Смазкой для клинков тех злых, крутоплечая охрана в дверях оказалась. Попятнали не тяжко вроде, да только у кого бурунчик сбоку шеи вскипал, кто на ослабевших ногах оседал, распахнутой глоткой усмехаясь, кто кишки обратно запихивал, а кто безуспешно воздух втянуть пытался, не понимая как такая маленькая дырочка вдохнуть не дает. А за дверью их вообще как грязи оказалось. Маневра не было. Сначала не было. Когда они меня наружу вытеснить хотели. А вот потом, когда передние под ноги повалились, свободнее стало. Взбесился я. И совсем свободно стало, когда они попытались наверх отступить. Всех догоним, всех попотчуем. Только ребята очень вежливые оказались. Нас тоже угостили.
Ох, и били меня в тот день. Ох, и досталось мне! Если бы не одежка кевларовая и обруч, что мне брат Гильденбрандт на голову напялил, в мелкий мясной фарш бы изрубили. Но выдержал. Прорубился. Двое их всего осталось. Взрослых. Седых. Умелых. И слаженно напали, пытаясь продавить мою защиту тяжелыми палашами. А я уже, признаться, устал. Полтора этажа мясом завалил. Раньше все понять не мог, как это в кино бывает, то победительный герой одного за другим врагов кладет и вдруг последний его лупцевать начинает. Только перья летят.
Теперь понимаю. Устает человек. Вот и эти двое слабость мою почуяли и уже на пару ступенек оттеснили. И в горле рык клокочет и ярость красным туманом глаза застилает, а руки не успевают железом крутить.

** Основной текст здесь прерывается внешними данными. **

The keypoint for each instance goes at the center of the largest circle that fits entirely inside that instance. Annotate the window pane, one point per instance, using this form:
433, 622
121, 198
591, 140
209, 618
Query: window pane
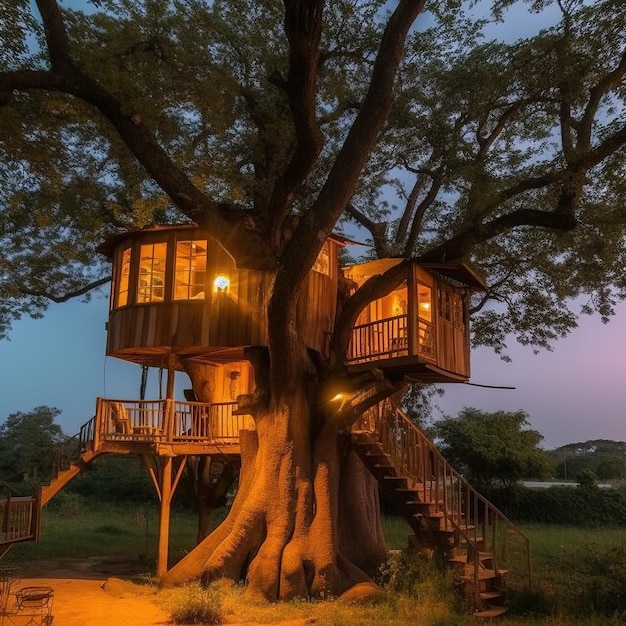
424, 302
122, 286
151, 273
190, 270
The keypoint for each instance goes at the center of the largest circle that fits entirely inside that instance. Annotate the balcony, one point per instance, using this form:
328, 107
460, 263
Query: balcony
164, 427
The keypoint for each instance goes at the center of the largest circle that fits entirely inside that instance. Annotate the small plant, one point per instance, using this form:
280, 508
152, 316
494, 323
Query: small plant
194, 604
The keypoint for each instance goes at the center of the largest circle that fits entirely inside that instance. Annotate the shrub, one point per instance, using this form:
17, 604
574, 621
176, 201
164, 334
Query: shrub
586, 507
194, 604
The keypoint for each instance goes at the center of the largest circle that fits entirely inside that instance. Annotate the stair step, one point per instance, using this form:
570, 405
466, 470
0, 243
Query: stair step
489, 595
492, 611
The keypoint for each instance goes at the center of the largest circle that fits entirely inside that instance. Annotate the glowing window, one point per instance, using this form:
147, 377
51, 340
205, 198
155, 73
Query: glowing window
322, 263
190, 270
151, 283
122, 284
424, 303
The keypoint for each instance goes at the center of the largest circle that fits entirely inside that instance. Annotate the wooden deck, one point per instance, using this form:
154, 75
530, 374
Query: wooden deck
164, 427
20, 521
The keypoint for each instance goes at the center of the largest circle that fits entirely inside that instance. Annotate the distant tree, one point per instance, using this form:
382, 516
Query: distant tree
27, 444
491, 447
272, 124
605, 458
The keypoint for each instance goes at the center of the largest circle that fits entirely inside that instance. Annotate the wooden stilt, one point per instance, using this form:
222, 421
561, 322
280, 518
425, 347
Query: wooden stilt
164, 515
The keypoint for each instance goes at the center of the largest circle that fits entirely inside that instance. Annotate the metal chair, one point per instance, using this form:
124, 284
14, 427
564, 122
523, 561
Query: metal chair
35, 604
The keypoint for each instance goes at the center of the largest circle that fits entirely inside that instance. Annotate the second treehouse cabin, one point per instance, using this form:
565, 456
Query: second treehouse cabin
179, 302
421, 329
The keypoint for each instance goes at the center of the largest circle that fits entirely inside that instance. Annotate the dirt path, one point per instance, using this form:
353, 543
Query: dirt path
93, 592
86, 595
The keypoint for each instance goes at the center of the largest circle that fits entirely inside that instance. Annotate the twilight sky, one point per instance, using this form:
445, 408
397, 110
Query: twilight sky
576, 393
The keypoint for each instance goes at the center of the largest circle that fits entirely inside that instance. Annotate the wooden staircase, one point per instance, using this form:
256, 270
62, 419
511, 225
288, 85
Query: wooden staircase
72, 457
444, 512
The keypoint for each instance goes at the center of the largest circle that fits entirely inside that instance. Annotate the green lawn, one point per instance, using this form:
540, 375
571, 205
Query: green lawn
579, 574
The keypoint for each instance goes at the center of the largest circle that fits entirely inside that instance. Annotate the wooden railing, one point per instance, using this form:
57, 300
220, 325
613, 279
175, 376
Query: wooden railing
167, 421
19, 519
389, 338
483, 527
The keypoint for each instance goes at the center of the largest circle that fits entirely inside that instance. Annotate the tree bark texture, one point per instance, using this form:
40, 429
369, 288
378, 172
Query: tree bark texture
305, 521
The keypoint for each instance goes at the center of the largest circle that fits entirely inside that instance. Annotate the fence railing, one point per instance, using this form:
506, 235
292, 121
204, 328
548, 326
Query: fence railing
389, 338
484, 528
168, 421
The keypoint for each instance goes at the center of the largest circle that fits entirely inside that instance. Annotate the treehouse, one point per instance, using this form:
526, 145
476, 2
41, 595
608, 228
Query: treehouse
177, 295
179, 302
421, 329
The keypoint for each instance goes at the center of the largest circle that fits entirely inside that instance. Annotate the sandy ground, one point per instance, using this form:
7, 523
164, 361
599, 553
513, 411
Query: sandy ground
86, 594
93, 592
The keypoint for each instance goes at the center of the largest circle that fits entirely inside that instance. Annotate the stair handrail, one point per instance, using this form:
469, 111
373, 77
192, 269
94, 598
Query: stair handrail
395, 422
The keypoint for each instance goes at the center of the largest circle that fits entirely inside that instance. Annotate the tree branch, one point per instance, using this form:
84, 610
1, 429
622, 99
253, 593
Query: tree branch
378, 230
303, 27
226, 223
458, 247
70, 294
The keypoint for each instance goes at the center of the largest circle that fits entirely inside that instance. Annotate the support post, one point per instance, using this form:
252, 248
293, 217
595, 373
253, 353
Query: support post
164, 516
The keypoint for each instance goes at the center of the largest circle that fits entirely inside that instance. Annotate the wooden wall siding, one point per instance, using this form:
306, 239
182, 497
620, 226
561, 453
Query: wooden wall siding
316, 310
233, 318
382, 334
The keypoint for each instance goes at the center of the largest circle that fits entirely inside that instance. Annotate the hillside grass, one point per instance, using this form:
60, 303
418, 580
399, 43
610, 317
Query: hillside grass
577, 573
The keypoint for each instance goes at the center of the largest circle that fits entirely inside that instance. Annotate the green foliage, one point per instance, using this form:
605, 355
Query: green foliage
477, 135
586, 507
28, 444
114, 478
194, 604
605, 458
492, 447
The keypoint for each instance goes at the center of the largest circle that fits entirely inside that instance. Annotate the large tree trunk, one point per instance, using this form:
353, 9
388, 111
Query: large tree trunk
303, 494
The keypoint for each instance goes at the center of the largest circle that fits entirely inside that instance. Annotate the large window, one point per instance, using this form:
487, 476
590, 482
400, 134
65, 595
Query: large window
151, 283
122, 285
425, 327
190, 270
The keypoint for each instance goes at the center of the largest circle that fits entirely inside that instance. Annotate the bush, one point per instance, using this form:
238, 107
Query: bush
586, 507
194, 604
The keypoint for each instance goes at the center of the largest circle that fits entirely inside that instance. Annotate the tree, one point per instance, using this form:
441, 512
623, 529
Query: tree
490, 447
605, 458
241, 115
28, 443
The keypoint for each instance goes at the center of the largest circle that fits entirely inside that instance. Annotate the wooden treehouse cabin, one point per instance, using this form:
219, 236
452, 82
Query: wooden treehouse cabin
421, 329
179, 303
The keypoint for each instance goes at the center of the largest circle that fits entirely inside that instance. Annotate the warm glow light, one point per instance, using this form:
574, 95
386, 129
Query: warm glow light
221, 283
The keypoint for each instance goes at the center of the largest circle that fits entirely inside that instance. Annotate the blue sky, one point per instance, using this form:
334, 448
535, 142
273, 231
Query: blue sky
576, 393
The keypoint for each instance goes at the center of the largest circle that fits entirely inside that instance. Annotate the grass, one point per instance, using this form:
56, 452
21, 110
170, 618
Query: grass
578, 573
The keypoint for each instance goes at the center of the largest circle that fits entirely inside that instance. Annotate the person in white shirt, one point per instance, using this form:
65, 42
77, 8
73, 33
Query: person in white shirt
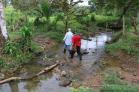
68, 40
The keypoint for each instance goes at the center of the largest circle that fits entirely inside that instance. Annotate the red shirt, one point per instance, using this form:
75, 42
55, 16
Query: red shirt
76, 40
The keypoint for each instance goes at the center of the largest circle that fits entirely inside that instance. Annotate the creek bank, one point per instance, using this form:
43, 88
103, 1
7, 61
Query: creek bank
44, 44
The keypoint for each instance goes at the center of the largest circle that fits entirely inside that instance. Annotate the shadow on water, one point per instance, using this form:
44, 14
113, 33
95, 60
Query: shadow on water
48, 82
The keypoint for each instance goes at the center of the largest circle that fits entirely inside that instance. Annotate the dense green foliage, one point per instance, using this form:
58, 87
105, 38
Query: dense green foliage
126, 44
81, 89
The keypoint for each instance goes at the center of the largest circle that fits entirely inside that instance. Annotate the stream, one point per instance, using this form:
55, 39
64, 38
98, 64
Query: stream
48, 82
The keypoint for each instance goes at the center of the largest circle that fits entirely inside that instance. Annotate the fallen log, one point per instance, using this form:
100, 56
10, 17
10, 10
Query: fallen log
47, 69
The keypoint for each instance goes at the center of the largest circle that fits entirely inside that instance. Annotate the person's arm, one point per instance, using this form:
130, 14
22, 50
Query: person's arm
65, 37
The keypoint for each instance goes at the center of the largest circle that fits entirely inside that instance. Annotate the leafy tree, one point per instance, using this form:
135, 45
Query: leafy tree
67, 7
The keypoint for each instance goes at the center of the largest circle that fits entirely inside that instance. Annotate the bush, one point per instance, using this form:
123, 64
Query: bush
119, 88
81, 89
126, 44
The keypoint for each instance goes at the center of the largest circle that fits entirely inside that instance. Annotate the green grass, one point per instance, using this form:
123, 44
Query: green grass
81, 89
119, 88
125, 44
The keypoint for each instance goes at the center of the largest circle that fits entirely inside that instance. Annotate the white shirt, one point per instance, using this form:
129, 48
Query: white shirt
68, 38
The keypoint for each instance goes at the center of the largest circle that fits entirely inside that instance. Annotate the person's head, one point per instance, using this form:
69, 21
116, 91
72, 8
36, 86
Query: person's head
69, 29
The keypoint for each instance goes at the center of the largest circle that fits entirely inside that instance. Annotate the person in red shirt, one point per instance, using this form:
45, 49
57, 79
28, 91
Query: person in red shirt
76, 45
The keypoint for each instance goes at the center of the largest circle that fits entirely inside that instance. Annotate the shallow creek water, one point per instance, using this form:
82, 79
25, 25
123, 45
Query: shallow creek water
48, 82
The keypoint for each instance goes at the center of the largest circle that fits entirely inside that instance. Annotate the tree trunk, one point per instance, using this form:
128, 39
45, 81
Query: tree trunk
123, 25
138, 17
3, 30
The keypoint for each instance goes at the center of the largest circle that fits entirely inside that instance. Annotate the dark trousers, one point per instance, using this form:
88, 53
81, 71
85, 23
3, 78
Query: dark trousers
78, 52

Нет, не успевают. Не добраться мне до портфеля, видно смерть мне пришла. Привет, костлявая. Оборотни, похоже, решили, что совсем я плох стал. Один вперед посунулся, а клинок мой у него под подбородком и пролетел. Булькнул он глоткой и на меня заваливаться начал. Второй вдруг замер и тоже лицом вперед шлепнулся. Прости, стройняшка, не сегодня. А в затылке его Сашкин секач торчал.
— Ну, ты, Сашка, вообще…
— А неча, — с хрустом он выдернул тяжелую железяку, — мы со своими и без чужих разберемся.